# what type of Wick for this candles?



## Chef Isaac (Jul 26, 2004)

Pillar Candle: 3 inch high and about 2 inch in diameter.


----------



## honeyman46408 (Feb 14, 2003)

Look at Mann Lake catalogue they give wick size for all their molds pick a size.

http://www.mannlakeltd.com/infopage.asp?idPage=118


----------



## Chef Isaac (Jul 26, 2004)

yes, that would be great however it is no a mannlake mold. it is a metal mold i got a long time ago from pouret.


----------



## janvanhamont (Mar 10, 2004)

Chief,
For this size pure beeswax candle Bee Services in Terrell Texas sells #W07 wick.

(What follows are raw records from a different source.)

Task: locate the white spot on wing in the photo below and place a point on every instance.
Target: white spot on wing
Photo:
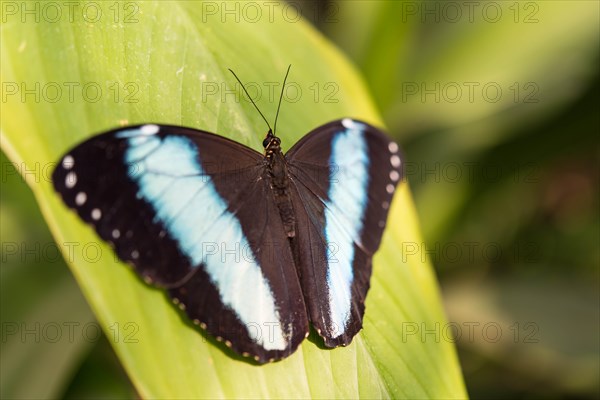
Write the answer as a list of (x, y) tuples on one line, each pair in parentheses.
[(80, 199), (150, 129), (68, 162), (71, 180), (96, 214), (350, 124), (348, 192)]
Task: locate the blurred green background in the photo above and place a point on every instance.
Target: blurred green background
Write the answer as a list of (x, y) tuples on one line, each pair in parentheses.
[(496, 107)]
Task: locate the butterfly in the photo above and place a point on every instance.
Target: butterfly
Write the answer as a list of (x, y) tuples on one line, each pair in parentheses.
[(253, 247)]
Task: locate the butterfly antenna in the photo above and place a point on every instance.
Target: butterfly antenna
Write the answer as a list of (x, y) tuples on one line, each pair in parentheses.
[(252, 101), (280, 98)]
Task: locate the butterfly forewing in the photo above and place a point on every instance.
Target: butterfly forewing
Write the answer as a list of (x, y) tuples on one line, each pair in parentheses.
[(344, 175), (190, 210)]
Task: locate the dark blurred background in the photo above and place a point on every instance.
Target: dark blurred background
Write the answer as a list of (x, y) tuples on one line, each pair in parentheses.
[(496, 107)]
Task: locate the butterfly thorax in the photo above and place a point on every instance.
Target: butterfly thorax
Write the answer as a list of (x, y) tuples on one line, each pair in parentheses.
[(278, 176)]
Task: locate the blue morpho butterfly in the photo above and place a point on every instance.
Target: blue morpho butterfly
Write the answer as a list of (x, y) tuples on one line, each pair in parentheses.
[(251, 246)]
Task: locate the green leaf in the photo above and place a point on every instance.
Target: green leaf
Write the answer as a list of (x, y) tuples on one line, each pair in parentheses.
[(173, 63)]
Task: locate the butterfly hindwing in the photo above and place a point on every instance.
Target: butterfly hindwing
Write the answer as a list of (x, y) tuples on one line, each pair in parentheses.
[(344, 175), (187, 209)]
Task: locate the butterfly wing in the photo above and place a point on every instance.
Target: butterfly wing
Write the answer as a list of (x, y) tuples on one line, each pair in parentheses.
[(175, 203), (344, 175)]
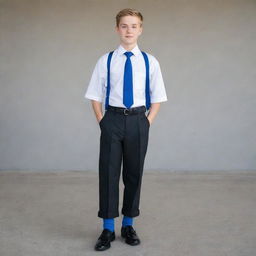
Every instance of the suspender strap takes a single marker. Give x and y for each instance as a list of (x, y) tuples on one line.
[(147, 92), (108, 80)]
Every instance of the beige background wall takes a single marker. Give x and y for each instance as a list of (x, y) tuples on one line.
[(206, 50)]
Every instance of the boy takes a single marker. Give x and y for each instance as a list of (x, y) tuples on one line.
[(129, 83)]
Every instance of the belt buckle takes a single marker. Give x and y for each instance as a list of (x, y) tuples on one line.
[(125, 113)]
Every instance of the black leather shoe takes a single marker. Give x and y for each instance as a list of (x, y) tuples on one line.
[(103, 242), (130, 235)]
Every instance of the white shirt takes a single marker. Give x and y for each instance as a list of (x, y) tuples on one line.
[(98, 83)]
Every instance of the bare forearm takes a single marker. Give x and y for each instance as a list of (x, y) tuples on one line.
[(153, 111)]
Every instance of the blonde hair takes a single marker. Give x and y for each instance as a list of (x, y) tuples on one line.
[(128, 12)]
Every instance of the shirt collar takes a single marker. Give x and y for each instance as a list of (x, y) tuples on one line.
[(121, 50)]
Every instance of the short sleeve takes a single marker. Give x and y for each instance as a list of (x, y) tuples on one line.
[(95, 88), (157, 87)]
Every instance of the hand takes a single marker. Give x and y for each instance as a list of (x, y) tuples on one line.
[(150, 121), (100, 119)]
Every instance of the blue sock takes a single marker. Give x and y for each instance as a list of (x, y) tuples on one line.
[(127, 221), (109, 224)]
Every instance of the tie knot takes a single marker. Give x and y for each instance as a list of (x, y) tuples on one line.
[(128, 54)]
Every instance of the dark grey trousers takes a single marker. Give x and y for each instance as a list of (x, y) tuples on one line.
[(124, 138)]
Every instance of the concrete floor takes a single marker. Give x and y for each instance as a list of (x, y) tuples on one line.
[(182, 214)]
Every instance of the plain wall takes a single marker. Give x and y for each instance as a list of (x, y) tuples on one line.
[(206, 51)]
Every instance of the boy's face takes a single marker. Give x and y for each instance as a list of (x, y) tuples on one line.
[(129, 30)]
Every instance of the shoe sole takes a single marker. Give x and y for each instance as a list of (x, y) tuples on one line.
[(130, 243), (112, 239)]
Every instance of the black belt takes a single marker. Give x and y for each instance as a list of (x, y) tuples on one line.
[(127, 111)]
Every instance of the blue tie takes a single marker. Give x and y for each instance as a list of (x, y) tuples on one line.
[(128, 90)]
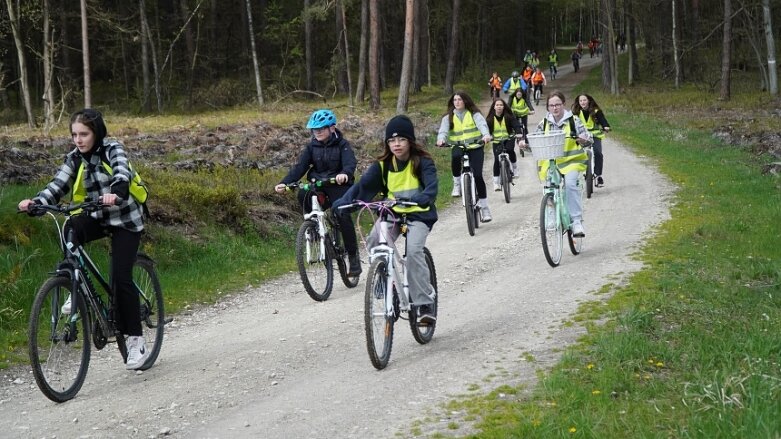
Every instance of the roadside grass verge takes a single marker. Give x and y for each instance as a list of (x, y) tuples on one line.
[(691, 346)]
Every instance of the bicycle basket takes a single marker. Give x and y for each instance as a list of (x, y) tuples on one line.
[(546, 146)]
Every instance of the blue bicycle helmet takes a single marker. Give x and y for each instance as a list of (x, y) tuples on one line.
[(321, 119)]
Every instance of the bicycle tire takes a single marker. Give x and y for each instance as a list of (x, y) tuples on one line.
[(378, 325), (317, 275), (471, 212), (152, 307), (59, 364), (424, 333), (550, 230), (589, 174), (505, 175)]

It does not matter who's mold you have used.
Janvanhamont


----------



## honeyman46408 (Feb 14, 2003)

2" is 2" :doh:


----------



## Chef Isaac (Jul 26, 2004)

honey: can you suggest a wick size?


----------



## Chef Isaac (Jul 26, 2004)

sorry honey.... i am not followin ya.


----------



## GaSteve (Apr 28, 2004)

Mann Lake's catalog says to use 2/0 wick for candles 1" to 3" in diameter. We use it for tapers and all but the biggest pillars (3" and up). For those we use 60 ply.


----------



## honeyshack (Jan 6, 2008)

2/0 is too small for a pillar candle. You will need either a #2 or #3 depending on the wax


Remember the 1/0 is the largest with each number getting smaller. 3/0 is smaller than 2/0 or 1/0 and 2/0 is smaller than 1/0

#1, #2, #3 each gets larger as the number goes up


----------



## Chef Isaac (Jul 26, 2004)

how do you know when to use an /o number versus a #?


----------



## beekeeper_sd (Oct 30, 2008)

We use 60 ply flat braided wick. /0's are smaller than #'s.


----------



## honeyshack (Jan 6, 2008)

Chef Isaac said:


> how do you know when to use an /o number versus a #?


the /0 are for mostly tapers in beeswax. The 5/0 is good for birthday candles, so i am told. I had to ask my supplier because i got some odd wicks when i bought an existing candle business

the # are more for pillars and votives

The best is to experiment with the wax. Each batch is different.


----------